The competitive frame is agent operations

The competitive context is now larger than model APIs. AWS is moving with Bedrock AgentCore and Bedrock Managed Agents around runtime, gateway, identity, and observability. Google is pushing Gemini API managed agents and Antigravity-style developer workflows with sandboxed execution. OpenAI has Agents SDK and Codex products that expand the agent harness around code and tool use. Vercel targets agent execution inside web applications through Sandbox and AI Gateway.

Microsoft's advantage is the enterprise control plane. Foundry can attach to Microsoft 365, Teams, Entra, Purview, Defender, Azure model catalogs, and existing tenant policy. That does not automatically make it the best runtime for every agent. A lightweight code-execution agent may fit another sandbox. A web-app product team may prefer a platform-native runtime. But for enterprises already operating inside Microsoft identity, compliance, and collaboration surfaces, Foundry can offer a shorter path from agent prototype to governed deployment.
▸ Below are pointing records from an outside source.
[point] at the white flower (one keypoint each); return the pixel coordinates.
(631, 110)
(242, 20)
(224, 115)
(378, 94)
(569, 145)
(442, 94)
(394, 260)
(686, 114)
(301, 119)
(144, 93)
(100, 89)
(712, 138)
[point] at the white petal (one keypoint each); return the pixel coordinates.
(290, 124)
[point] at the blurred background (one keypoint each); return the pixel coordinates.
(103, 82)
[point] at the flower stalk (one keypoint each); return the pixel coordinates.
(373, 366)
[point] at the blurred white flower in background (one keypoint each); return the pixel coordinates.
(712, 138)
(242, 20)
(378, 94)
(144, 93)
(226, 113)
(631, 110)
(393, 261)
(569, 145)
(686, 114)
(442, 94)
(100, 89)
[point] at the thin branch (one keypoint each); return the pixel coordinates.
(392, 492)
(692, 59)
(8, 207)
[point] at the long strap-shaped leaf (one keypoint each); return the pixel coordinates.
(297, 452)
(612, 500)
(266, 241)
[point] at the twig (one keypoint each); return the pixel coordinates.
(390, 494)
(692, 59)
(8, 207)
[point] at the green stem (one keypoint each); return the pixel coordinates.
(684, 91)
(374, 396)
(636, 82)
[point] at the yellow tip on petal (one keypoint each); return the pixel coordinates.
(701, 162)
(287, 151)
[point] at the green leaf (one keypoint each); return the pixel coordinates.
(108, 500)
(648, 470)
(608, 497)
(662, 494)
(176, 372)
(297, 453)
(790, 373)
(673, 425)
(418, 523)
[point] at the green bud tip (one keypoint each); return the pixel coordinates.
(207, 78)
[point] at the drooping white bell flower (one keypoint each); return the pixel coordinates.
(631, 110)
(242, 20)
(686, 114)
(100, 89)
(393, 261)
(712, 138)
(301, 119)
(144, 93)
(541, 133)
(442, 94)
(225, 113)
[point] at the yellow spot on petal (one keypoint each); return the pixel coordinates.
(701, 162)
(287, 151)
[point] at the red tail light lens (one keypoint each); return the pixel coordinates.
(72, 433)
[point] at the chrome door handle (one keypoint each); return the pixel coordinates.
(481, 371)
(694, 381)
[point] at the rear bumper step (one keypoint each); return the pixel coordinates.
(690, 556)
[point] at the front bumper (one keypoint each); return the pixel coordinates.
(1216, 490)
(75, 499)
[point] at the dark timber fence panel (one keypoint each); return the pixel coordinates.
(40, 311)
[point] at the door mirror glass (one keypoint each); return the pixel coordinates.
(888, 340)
The evaluation checklist should reflect that shift. For hosted agents, teams should test session isolation, filesystem persistence, routine scheduling, cold starts, supported regions, private networking, log retention, and the actual billing behavior behind zero idle cost. For Toolboxes, teams should test MCP endpoint configuration, credential rotation, tool-version history, tool search errors, and audit events. For memory, they should test storage scope, deletion controls, procedural-memory drift, and whether repeated-task success improves without increasing hidden prompt cost.

The strongest sentence in the announcement is the diagnosis that agent prototypes are easy and production agents are hard. Microsoft then breaks that difficulty into runtime, tools, memory, distribution, observability, and governance. If Foundry Hosted Agents reach GA on the announced timeline, the comparison point will not be only the model list. It will be the per-session sandbox, tool endpoint, trace-to-eval loop, tenant policy, and cost telemetry around the agent. Build 2026's Foundry update is not just about building agents. It is about keeping them running inside enterprises after the demo works.